As coisas pequenas são muito complicadas. O diabo está nas pequeninas coisas – mas os deuses também. Sendo certo que os aspectos grandes e abrangentes dão o pontapé de saída para que haja um início, um clique, para um projecto começar ou para que as pessoas se juntem, os detalhes insignificantes é que compõem a malha, a parede, os pontos, o tecido dessa ligação – ou o fim dela. Os pormenores determinam se a trama é resistente. Os diamantes podem ser a peça mais pequena de uma jóia, mas deles depende boa parte do seu valor. O número de fios num pano de algodão dita a sua qualidade. As térmitas, minúsculas, minam a madeira aos bocadinhos,e se não houver cautela, podem arruinar mobílias e estruturas.
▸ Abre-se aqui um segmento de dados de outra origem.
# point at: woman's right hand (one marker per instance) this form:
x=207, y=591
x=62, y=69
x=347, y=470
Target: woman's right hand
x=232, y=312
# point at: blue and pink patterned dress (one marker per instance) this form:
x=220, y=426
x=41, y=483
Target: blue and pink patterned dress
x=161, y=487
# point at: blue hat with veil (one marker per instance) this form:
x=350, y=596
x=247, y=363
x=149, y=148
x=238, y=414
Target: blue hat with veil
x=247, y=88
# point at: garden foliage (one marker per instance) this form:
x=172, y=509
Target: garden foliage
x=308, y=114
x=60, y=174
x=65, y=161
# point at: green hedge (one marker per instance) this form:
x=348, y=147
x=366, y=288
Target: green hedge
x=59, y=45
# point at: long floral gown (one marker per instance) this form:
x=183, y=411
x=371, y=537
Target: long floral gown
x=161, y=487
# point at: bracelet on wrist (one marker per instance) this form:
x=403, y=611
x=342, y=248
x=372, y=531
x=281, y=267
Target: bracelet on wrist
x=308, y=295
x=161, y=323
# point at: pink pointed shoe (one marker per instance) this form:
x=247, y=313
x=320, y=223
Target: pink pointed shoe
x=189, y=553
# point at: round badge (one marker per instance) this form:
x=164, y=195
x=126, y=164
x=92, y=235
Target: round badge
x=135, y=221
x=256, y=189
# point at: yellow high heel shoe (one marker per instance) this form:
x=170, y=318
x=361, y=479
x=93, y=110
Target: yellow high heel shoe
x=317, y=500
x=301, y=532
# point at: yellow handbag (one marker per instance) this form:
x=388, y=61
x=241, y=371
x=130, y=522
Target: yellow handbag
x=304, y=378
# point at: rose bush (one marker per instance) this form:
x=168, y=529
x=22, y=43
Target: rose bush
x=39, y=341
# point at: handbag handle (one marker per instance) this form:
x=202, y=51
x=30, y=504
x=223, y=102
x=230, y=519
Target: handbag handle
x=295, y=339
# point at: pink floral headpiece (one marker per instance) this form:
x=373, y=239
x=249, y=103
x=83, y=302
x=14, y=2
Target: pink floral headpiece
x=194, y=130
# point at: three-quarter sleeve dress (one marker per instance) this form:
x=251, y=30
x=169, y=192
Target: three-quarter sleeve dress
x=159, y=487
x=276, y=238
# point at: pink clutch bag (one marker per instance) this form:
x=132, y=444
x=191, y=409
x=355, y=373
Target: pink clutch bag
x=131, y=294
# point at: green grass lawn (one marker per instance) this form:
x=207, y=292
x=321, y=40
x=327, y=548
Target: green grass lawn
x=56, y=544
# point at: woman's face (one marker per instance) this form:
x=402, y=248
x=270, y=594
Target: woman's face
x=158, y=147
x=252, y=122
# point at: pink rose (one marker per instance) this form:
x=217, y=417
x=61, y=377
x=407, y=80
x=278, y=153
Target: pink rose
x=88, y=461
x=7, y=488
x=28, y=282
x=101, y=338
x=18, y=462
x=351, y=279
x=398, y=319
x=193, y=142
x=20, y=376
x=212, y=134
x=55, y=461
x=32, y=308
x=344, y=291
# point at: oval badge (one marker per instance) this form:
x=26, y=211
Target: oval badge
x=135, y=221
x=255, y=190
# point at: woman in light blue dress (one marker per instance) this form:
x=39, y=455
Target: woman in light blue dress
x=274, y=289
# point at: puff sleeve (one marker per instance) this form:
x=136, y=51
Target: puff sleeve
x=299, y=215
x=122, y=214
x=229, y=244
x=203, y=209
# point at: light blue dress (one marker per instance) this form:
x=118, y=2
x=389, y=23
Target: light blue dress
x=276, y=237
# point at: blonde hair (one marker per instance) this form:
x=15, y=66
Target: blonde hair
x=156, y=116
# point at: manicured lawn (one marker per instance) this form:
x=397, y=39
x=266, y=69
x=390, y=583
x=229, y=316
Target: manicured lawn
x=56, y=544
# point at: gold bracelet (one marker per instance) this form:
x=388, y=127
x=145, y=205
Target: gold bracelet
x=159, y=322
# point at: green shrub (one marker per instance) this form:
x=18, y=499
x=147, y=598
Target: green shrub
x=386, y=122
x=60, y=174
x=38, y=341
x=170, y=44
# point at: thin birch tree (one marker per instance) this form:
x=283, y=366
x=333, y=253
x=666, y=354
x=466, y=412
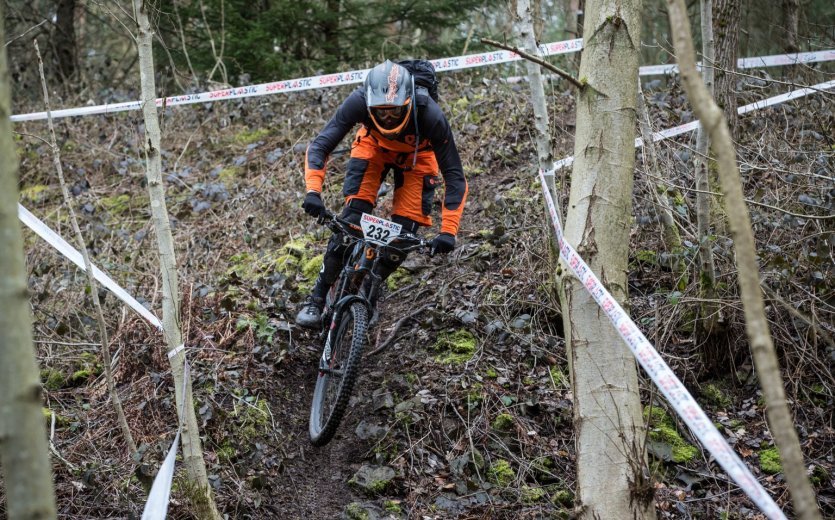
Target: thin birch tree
x=611, y=457
x=88, y=268
x=199, y=491
x=669, y=228
x=707, y=266
x=726, y=33
x=24, y=452
x=781, y=422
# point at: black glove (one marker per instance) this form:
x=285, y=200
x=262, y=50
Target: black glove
x=313, y=204
x=443, y=243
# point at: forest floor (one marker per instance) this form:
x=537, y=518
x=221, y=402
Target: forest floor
x=467, y=413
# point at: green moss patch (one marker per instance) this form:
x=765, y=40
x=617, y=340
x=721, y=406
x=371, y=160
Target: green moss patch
x=531, y=494
x=253, y=419
x=455, y=348
x=716, y=395
x=53, y=379
x=115, y=205
x=229, y=175
x=500, y=473
x=354, y=511
x=399, y=278
x=36, y=193
x=665, y=441
x=770, y=461
x=503, y=422
x=248, y=136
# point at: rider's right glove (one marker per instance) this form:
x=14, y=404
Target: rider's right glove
x=443, y=243
x=312, y=204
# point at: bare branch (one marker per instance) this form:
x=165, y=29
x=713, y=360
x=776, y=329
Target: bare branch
x=539, y=61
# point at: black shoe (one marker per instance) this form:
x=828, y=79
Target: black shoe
x=310, y=315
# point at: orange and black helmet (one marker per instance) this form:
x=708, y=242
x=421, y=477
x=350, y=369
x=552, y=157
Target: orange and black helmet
x=389, y=92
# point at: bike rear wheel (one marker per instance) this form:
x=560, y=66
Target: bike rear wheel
x=338, y=373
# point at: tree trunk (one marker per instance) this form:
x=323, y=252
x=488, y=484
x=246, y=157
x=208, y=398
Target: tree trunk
x=24, y=451
x=726, y=35
x=709, y=307
x=607, y=410
x=791, y=10
x=756, y=325
x=199, y=492
x=66, y=49
x=525, y=16
x=571, y=12
x=330, y=31
x=669, y=230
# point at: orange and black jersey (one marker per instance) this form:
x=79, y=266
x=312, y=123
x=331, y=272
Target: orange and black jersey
x=432, y=127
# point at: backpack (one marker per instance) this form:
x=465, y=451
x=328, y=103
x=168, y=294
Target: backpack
x=424, y=73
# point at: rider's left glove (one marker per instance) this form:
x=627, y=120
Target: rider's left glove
x=443, y=243
x=312, y=204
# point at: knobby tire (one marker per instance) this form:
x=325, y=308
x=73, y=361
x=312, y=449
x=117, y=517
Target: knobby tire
x=324, y=422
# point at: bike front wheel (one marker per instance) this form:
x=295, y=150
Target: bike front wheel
x=338, y=371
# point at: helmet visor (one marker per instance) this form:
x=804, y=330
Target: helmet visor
x=389, y=118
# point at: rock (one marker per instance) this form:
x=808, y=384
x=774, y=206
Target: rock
x=366, y=430
x=493, y=326
x=466, y=317
x=382, y=399
x=520, y=322
x=362, y=511
x=373, y=480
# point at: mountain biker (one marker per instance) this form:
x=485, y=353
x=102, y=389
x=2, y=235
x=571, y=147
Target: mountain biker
x=402, y=130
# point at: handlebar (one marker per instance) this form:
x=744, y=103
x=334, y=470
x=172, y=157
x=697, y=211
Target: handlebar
x=338, y=224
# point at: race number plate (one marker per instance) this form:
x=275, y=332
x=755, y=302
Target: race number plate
x=379, y=230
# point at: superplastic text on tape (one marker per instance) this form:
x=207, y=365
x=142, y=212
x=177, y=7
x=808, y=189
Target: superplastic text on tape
x=661, y=374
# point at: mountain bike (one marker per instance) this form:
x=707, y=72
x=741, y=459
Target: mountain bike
x=348, y=306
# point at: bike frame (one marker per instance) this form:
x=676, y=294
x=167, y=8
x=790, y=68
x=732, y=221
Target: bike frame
x=350, y=286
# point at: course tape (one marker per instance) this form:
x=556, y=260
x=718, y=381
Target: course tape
x=55, y=240
x=757, y=62
x=312, y=82
x=742, y=63
x=658, y=370
x=156, y=508
x=689, y=127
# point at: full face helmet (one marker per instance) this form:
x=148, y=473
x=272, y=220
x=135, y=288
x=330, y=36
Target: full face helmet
x=389, y=91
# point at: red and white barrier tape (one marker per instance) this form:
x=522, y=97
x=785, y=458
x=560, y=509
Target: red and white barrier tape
x=156, y=508
x=757, y=105
x=55, y=240
x=658, y=370
x=357, y=76
x=756, y=62
x=312, y=82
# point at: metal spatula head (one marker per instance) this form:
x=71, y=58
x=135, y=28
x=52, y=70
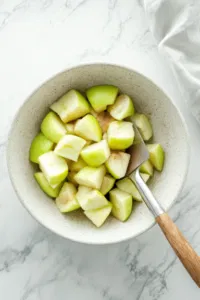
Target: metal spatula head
x=138, y=151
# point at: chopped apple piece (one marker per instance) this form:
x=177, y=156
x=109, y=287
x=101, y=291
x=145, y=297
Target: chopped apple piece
x=104, y=119
x=88, y=128
x=145, y=177
x=117, y=164
x=90, y=198
x=66, y=201
x=70, y=147
x=144, y=126
x=107, y=184
x=122, y=108
x=76, y=166
x=98, y=216
x=122, y=204
x=147, y=168
x=96, y=154
x=70, y=127
x=39, y=146
x=71, y=178
x=127, y=185
x=91, y=177
x=53, y=128
x=101, y=96
x=157, y=156
x=54, y=167
x=120, y=135
x=45, y=186
x=71, y=106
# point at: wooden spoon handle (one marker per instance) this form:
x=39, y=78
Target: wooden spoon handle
x=184, y=251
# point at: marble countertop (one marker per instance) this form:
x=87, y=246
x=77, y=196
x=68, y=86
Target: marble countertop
x=37, y=39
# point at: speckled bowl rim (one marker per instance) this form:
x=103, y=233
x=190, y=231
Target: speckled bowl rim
x=75, y=67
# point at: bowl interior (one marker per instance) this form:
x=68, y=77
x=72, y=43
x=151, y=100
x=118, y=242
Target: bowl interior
x=169, y=130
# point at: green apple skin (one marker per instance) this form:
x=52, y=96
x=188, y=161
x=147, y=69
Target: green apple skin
x=104, y=119
x=88, y=128
x=101, y=96
x=99, y=216
x=144, y=126
x=66, y=200
x=70, y=127
x=53, y=128
x=107, y=184
x=76, y=166
x=156, y=156
x=39, y=146
x=71, y=106
x=54, y=167
x=70, y=147
x=122, y=204
x=96, y=154
x=71, y=178
x=90, y=199
x=127, y=185
x=45, y=186
x=117, y=164
x=147, y=168
x=91, y=177
x=122, y=108
x=120, y=135
x=145, y=177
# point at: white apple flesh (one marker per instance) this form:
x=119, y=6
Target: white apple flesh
x=71, y=106
x=54, y=167
x=122, y=108
x=91, y=177
x=66, y=200
x=120, y=135
x=101, y=96
x=99, y=216
x=96, y=154
x=53, y=128
x=70, y=147
x=117, y=164
x=122, y=204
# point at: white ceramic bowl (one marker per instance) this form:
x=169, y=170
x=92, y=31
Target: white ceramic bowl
x=169, y=130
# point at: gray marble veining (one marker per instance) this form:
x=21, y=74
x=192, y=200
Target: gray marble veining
x=37, y=39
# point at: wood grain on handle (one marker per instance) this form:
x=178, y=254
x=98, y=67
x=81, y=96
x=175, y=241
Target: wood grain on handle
x=184, y=251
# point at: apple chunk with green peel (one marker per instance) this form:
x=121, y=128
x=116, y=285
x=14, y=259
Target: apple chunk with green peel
x=88, y=128
x=144, y=126
x=120, y=135
x=122, y=204
x=76, y=166
x=101, y=96
x=53, y=128
x=147, y=168
x=66, y=200
x=96, y=154
x=104, y=119
x=117, y=164
x=156, y=156
x=127, y=185
x=107, y=184
x=122, y=108
x=39, y=146
x=45, y=186
x=99, y=216
x=71, y=106
x=91, y=177
x=90, y=198
x=70, y=147
x=54, y=167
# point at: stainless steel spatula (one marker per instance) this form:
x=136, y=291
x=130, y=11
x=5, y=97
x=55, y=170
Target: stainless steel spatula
x=187, y=255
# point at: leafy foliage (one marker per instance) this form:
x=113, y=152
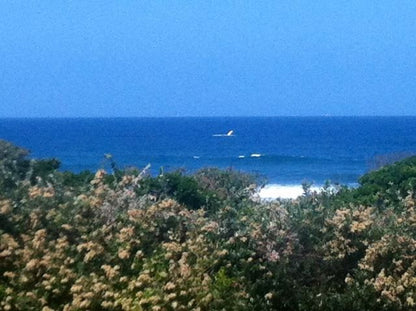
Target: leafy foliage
x=124, y=241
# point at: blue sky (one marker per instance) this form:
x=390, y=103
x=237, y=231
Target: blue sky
x=207, y=58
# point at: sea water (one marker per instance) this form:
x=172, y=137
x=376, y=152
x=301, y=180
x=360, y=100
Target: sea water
x=286, y=150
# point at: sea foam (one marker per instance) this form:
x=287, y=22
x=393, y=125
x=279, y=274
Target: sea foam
x=274, y=191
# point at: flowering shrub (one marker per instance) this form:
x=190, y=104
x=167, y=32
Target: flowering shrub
x=198, y=242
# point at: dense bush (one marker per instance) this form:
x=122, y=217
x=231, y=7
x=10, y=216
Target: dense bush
x=127, y=241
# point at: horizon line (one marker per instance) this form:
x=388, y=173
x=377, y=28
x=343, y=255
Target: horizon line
x=207, y=117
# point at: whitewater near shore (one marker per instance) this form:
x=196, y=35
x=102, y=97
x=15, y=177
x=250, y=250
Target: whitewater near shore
x=276, y=191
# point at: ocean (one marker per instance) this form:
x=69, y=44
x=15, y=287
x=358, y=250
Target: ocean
x=286, y=150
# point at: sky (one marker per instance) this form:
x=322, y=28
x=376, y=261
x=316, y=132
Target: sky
x=207, y=58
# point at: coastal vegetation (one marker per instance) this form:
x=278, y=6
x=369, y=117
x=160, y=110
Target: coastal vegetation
x=124, y=240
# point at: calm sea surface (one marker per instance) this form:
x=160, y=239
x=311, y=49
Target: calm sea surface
x=287, y=150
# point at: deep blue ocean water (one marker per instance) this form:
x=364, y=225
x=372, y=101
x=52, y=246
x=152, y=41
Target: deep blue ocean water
x=292, y=149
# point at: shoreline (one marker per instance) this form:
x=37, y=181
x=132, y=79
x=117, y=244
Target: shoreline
x=282, y=191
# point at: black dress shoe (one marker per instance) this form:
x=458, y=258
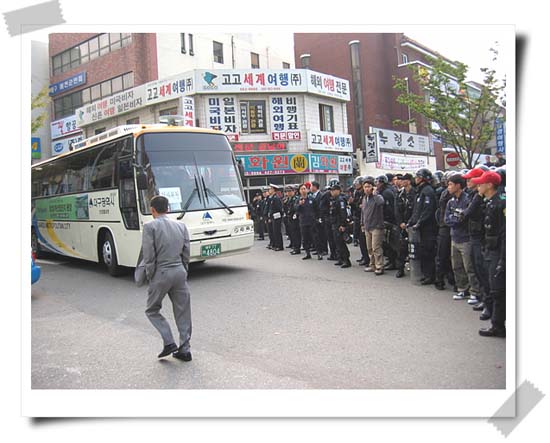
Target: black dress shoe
x=479, y=307
x=492, y=332
x=180, y=355
x=168, y=349
x=485, y=315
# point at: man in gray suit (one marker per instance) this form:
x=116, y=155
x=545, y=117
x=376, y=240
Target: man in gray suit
x=166, y=251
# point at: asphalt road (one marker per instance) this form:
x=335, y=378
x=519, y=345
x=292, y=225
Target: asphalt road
x=261, y=320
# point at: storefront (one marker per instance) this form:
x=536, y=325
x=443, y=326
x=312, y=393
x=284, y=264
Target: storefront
x=287, y=126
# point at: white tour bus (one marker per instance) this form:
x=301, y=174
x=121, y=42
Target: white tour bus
x=91, y=203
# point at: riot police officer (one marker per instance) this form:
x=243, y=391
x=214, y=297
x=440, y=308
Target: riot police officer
x=339, y=220
x=404, y=203
x=494, y=244
x=275, y=217
x=305, y=208
x=391, y=237
x=423, y=221
x=292, y=219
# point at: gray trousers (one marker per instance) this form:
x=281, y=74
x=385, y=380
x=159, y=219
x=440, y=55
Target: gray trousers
x=463, y=268
x=171, y=281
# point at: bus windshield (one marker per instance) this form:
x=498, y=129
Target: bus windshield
x=194, y=171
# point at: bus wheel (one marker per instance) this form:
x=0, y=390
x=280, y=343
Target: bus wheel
x=108, y=255
x=35, y=246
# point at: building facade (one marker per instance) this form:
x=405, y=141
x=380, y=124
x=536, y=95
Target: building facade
x=381, y=57
x=286, y=126
x=86, y=68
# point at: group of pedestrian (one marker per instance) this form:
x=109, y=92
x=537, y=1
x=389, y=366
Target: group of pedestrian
x=453, y=223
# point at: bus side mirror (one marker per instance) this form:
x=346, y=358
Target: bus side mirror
x=142, y=180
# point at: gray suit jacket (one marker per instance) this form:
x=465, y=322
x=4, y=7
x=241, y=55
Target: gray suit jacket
x=165, y=244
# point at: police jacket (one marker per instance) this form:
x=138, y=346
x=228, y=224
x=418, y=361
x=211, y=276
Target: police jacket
x=338, y=213
x=441, y=208
x=494, y=224
x=372, y=212
x=424, y=209
x=474, y=215
x=324, y=205
x=356, y=203
x=305, y=208
x=454, y=217
x=275, y=207
x=404, y=203
x=388, y=194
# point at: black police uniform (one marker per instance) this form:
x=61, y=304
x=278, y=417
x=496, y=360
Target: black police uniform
x=391, y=239
x=338, y=215
x=275, y=218
x=404, y=203
x=474, y=213
x=259, y=207
x=423, y=220
x=324, y=210
x=293, y=224
x=305, y=209
x=494, y=252
x=443, y=265
x=357, y=232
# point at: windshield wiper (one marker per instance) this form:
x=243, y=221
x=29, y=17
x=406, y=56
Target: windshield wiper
x=190, y=199
x=213, y=194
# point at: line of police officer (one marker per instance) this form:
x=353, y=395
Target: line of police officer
x=325, y=222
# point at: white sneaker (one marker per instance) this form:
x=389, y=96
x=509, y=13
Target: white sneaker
x=460, y=296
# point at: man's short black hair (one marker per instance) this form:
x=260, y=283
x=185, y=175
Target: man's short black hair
x=160, y=204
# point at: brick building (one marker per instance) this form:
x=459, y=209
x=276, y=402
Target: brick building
x=383, y=56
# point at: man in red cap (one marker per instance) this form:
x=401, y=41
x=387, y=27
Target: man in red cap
x=494, y=250
x=474, y=214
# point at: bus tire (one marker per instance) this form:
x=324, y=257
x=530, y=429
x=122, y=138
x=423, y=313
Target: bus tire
x=108, y=255
x=35, y=246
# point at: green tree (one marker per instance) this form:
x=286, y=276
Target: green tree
x=464, y=117
x=41, y=100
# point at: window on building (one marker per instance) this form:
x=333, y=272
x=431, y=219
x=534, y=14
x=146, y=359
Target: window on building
x=191, y=50
x=169, y=111
x=182, y=44
x=326, y=118
x=254, y=60
x=253, y=117
x=218, y=52
x=89, y=50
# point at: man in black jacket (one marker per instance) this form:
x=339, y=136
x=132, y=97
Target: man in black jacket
x=275, y=217
x=423, y=221
x=338, y=216
x=404, y=204
x=391, y=239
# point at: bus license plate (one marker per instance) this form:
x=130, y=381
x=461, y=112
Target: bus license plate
x=211, y=250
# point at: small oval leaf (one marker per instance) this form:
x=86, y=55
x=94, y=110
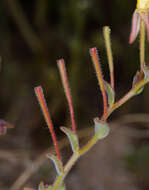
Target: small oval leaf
x=72, y=138
x=101, y=128
x=110, y=93
x=57, y=163
x=136, y=79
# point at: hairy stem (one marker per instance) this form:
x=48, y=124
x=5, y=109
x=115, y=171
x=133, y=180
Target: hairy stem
x=94, y=139
x=106, y=32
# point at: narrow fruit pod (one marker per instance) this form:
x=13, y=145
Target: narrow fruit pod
x=136, y=79
x=146, y=71
x=72, y=138
x=62, y=187
x=44, y=187
x=101, y=128
x=57, y=163
x=110, y=93
x=41, y=186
Um pequeno buraco de traça basta para perder um vestido precioso.
O tamanho e localização de uma casa são decisivos para que nos interessemos por ela, mas as especificidades – a vista de uma sala, os armários, o jardim, a atmosfera de um quarto – é que nos fazem pensar “quero mesmo viver aqui”. E se nos desapaixonamos da casa, é geralmente por um conjunto de pequenos incómodos que nos leva a tomar a difícil decisão de passar pelas maçadas de uma mudança: o aquecimento que avaria por mais que se faça, a falta de espaço, o fantasma no andar de cima (já ouvi casos desses!) uma divisão que teima em ganhar humidade, aborrecimentos com a canalização, vizinhança chata que vai acabando com a paciência até que tudo o que nos encantava naquele sítio já não compensa os aborrecimentos com que é preciso lidar.
Do mesmo modo, as primeiras impressões de uma pessoa (o aspecto, o perfil, o todo) permitem-nos considerá-la como potencialmente importante na nossa vida, dar-lhe uma hipótese, querer saber mais sobre ela, olhar outra vez; mas precisa-se do detalhe, das minúsculas coisas que tornam alguém único (a inflexão da voz, o olhar, o riso, os instantes partilhados, as piadas privadas, certos traços do rosto, a forma de andar, as frases, o toque) para escolher ficar e entregar-lhe as chaves da nossa existência.